I was recently helping my daughter set up a home crystal growing kit, and having created a few rock candy growing jars in my childhood I thought the process would be simple.
A jar of warm solution, a stick, and a string. Done!
Not so fast…
I was surprised when the directions read that a seed crystal was required. I wondered why this was necessary and learned that using a seed crystal has the following benefits:
- reduces randomness in crystal formation – new crystalline structures attach to the seed crystal not anywhere on the jar
- the new molecular formations will form more easily into the desired shape
- decreases the amount of time for the phase transition to occur
What does crystal growing have to do with leading change?
This immediately made me think of a common structure for facilitating organization change and engaging employees, the change network. If you aren’t familiar, a change network is a select group of employees or representative sample of the groups impacted by the change who interact with the change lead for a specific purpose.
I think a change network actively researching the organization and experimenting with solutions to the challenges of change is a great way to use a change network. It works with the iterative nature of organization change and it engages the organization in the critical success factor, learning!! The change network learns the new ways of working through experimentation and eliminate activity that is no longer needed.
Regardless of the purpose that you assign to the change network.
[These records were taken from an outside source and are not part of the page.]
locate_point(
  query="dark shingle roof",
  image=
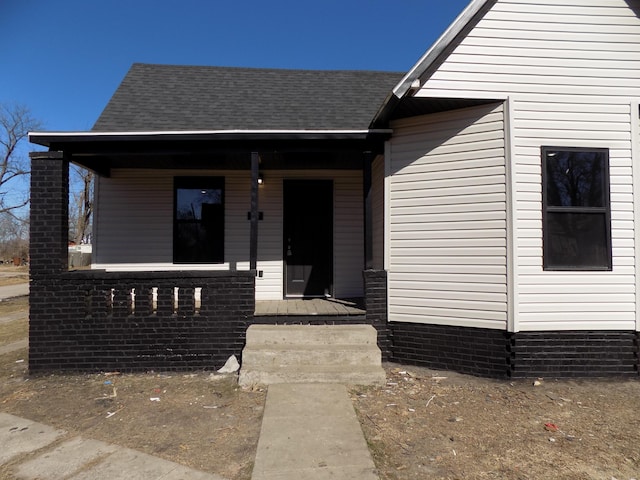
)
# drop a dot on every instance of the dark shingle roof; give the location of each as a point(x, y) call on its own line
point(168, 97)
Keep in mind that the network is the ‘seed crystal‘ and the purpose of leveraging this structure for change is to reduce the randomness in the organization, send the same message broad and deep throughout the organization. Avoid having multiple interpretations of the change form throughout the organization.
The change network gives employees an example of stability and a group to emulate as they encounter many points of instability as the changes occur. The org can model the ‘shape or the interactions and behaviors of the change network. Once a peer is seen doing the ‘new way’ it will be easier for others to follow.
Lastly, change networks can reduce the amount of time for change because more parts of the system are involved sooner and can begin to make micro adjustments as the future vision is described and understood. Not to mention the benefit of having the people with the most experience of the organization and their job responsibilities designing the common sense approach to the change that will impact them.
Suggestions for how to build your change network:
Selection considerations –
- representatives from each of the teams impacted by the change and representatives from each organization level
- a group of enthusiastic employees who are ready to learn and want to be in the middle of it all to help actively design the future
- leverage social network analysis and identify your top socially credible and highly connected employees to influence change
Options for the work and purpose of the change network
- Consultative – notice how the organization is learning and adjusting to the change. Discuss observations and impact with the members of the network to make adjustments where necessary
- Employee Listening – gather information about how the organization is adapting to the change and identify any associated risks to the desired end result
- Action Research – gathering up information about what the organization needs to make a change and then experimenting with solutions in real time in the flow of work to gain commitment and buy in for a solution.